Australia-based crowdfunding site Pozible was co-founded by Alan Crabbe, an Irish, and Rick Chen, a Chinese, in 2010. Now the site has landed in the home country of one of the founders, China, to help Chinese projects reach audiences outside China. Pozible said they had had backers for the 6,000+ projects featured on the site from 104 countries or regions.

While the service is widely used by Australian arts community to raise funding, Pozible’s focus in China is smart hardware. No wonder given the rise of maker movement in China and zealous backers around the world.

But the reason that Pozible didn’t move to China earlier, according to co-founder Rick Chen, was, unlike the wild times of Shanzhan products — low-quality, cheap, knockoff electronics by Chinese manufacturers, some well-designed and -made smart hardware products currently are emerging in China. Also, those new gadgets have wide appeal in the rest of the world.

There have been several Chinese projects on Kickstarter. I heard that some hired third parties to do what they cannot or are not good at, writing up project descriptions, shooting videos, promoting projects, etc. Some did so for they feel they are with limited English proficiency while some believe those third parties know more about how to appeal English-speaking audiences.

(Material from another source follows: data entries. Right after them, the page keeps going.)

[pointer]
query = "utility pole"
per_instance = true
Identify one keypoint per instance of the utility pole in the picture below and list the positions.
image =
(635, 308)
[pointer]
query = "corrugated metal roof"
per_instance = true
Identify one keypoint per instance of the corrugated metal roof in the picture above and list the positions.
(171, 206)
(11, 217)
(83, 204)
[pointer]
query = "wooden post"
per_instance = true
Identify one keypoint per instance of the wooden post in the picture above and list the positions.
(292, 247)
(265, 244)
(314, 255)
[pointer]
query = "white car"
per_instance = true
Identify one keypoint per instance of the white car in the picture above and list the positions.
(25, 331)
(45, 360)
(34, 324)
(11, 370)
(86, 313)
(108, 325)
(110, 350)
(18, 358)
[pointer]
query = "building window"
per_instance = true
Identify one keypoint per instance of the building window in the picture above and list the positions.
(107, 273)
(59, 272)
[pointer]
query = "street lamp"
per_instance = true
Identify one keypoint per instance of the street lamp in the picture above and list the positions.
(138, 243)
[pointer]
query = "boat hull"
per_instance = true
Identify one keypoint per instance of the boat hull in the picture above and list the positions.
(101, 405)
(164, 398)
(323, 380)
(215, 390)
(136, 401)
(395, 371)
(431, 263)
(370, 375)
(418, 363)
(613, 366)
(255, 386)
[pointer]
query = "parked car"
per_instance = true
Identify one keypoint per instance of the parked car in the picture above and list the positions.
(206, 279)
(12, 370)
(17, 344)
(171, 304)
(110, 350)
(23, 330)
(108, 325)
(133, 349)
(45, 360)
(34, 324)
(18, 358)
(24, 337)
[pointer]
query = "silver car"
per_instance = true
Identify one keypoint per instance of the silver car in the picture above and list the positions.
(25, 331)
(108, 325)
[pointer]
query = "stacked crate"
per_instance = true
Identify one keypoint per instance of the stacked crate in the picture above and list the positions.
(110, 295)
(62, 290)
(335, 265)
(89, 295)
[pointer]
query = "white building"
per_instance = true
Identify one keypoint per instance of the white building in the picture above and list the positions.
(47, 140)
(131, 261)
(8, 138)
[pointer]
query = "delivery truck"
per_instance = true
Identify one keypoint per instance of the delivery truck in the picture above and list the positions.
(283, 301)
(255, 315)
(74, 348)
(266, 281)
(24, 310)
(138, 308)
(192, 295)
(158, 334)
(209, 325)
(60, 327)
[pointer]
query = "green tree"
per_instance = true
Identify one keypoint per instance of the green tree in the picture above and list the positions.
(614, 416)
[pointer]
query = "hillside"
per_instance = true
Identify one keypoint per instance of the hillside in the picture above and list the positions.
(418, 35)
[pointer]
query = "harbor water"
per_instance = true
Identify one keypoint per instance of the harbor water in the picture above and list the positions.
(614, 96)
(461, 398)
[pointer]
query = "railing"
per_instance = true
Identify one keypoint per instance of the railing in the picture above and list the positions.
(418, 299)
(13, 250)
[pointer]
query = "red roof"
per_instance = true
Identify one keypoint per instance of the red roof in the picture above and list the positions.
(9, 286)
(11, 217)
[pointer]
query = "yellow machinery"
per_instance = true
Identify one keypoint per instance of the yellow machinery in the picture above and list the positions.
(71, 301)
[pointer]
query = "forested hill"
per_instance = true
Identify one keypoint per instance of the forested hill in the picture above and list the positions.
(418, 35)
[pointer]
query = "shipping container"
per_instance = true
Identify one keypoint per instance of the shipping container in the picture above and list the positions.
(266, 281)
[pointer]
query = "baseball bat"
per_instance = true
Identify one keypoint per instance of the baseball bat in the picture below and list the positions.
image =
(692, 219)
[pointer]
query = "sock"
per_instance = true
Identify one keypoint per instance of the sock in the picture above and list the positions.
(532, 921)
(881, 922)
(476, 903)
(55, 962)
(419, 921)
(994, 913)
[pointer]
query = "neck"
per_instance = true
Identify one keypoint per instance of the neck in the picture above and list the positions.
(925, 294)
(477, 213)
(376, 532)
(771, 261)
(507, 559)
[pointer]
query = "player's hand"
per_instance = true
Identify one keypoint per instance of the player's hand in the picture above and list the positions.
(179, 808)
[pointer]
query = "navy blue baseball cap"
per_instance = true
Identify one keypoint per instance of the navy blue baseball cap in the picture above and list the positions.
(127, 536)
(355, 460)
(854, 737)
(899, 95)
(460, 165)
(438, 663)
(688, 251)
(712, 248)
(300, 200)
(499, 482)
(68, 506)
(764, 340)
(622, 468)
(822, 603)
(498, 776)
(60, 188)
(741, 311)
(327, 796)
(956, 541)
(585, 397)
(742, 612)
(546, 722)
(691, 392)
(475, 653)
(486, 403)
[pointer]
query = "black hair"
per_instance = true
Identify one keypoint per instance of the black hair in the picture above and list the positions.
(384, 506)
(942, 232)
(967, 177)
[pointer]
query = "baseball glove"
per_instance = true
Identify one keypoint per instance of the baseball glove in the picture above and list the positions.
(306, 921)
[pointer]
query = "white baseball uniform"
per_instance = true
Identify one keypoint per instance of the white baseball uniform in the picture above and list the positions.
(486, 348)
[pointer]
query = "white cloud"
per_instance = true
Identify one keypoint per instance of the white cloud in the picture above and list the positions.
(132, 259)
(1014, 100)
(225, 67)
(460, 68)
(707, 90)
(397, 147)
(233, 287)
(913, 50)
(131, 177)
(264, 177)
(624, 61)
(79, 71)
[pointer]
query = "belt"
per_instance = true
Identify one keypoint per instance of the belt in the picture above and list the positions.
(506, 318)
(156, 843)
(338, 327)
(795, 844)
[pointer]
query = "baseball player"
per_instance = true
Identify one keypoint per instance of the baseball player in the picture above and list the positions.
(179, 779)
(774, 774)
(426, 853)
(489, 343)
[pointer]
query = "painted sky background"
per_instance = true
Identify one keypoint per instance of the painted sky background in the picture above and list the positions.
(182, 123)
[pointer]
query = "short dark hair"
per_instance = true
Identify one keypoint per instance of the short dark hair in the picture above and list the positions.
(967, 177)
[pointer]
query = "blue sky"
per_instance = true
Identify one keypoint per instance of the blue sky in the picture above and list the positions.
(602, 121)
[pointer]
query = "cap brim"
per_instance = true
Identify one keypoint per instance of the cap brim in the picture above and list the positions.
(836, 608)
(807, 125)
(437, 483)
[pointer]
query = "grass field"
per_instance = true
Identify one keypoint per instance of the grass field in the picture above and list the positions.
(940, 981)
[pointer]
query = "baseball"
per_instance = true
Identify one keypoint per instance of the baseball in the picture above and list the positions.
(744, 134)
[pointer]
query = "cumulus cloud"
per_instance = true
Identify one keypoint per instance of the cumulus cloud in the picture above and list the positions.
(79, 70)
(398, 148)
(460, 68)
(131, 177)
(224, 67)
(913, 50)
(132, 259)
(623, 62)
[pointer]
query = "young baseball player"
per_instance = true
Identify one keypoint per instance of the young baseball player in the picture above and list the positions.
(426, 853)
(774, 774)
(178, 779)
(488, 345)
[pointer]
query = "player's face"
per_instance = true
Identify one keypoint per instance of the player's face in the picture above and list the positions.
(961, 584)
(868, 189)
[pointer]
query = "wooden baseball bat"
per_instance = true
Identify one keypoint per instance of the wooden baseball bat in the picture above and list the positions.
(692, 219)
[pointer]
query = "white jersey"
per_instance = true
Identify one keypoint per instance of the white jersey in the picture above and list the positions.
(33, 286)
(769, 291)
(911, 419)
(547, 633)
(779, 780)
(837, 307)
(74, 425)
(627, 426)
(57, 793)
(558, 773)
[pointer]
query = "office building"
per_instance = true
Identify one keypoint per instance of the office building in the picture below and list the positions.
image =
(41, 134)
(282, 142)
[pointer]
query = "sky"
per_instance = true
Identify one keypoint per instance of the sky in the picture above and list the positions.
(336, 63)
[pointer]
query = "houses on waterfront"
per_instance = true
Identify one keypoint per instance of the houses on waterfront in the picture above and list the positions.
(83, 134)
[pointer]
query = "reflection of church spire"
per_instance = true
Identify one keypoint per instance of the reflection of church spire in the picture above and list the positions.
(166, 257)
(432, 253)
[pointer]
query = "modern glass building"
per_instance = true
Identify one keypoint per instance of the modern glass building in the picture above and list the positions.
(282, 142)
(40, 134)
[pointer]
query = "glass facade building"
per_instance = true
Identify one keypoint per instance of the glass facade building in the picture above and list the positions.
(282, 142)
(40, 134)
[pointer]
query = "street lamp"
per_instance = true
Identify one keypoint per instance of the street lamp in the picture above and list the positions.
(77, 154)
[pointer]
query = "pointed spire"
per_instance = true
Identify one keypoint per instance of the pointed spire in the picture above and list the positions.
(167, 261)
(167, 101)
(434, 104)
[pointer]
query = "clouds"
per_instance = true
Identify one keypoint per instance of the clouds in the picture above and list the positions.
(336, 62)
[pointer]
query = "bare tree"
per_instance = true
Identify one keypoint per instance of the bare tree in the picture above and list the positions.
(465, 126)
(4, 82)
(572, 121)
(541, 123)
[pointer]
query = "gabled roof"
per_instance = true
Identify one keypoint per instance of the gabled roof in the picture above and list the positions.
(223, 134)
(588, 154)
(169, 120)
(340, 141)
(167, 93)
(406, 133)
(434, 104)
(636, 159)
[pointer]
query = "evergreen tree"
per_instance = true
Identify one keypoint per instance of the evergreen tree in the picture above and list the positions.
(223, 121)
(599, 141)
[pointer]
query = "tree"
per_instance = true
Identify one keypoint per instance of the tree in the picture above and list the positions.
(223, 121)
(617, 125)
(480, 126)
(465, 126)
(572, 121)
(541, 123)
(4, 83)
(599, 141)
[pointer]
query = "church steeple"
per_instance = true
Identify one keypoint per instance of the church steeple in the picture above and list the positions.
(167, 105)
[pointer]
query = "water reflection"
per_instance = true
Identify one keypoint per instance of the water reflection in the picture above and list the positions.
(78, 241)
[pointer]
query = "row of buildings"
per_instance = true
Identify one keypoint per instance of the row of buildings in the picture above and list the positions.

What Pozible offers Chinese makers ranges from payment methods, international public relations to editing. Pozible transfers funding, received  in USD through a variety of global online payment services, in RMB to project owners’ local Chinese bank accounts; Payments from local backers will go to their Alipay accounts — The site, of course, charges payments processing fess accordingly.

Some cool made-in-China projects have landed on Pozible, including a futuristic robot and a fitness tracking wristband.